PESCARA – Resta incinta, e per di più di tre gemelli, a causa di un preservativo “difettoso”. E viene risarcita di 500mila euro, mezzo milione.
Questa la storia raccontata dal Centro online, che riporta un comunicato della Fnc, la Fondazione nazionale consumatori. I cronisti del quotidiano abruzzese hanno tentato di contattare l’associazione, ma non ci sono riusciti. Così ecco il testo del comunicato.
“Circa sei mesi fa la signora è rimasta incinta “per colpa” di un preservativo della (…) acquistato in una farmacia di Pescara.
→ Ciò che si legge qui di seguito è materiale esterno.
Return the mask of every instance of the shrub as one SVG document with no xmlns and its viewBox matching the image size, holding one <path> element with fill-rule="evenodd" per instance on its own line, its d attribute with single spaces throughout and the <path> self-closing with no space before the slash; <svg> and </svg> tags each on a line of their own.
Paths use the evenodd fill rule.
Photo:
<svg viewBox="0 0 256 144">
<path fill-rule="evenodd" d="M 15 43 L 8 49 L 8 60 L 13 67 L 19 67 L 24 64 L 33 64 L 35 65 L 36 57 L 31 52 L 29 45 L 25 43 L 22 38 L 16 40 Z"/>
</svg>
Il preservativo risultato “difettoso” (a seguito di una perizia giurata di laboratorio) ha causato una gravidanza non desiderosa della giovane abruzzese, peraltro disoccupata e madre già di tre figli, la quale però non ha voluto interrompere la gravidanza per motivi morali e religiosi. Ancora dall’esame ecografico e ginecologico la nostra consociata è risultata essere incinta di ben tre embrioni. Abbiamo inoltrato una richiesta risarcitoria alla nota casa farmaceutica spagnola chiedendo un risarcimento di un milione di euro.
Ieri è stato firmato a (…) sede della Società distributrici (sic) per l’Italia dei prodotti (…), l’accordo transattivo con la società interessata che prevede la corresponsione alla danneggiata di una somma totale a saldo e stralcio dell’insorgenda vertenza di 500mila euro».”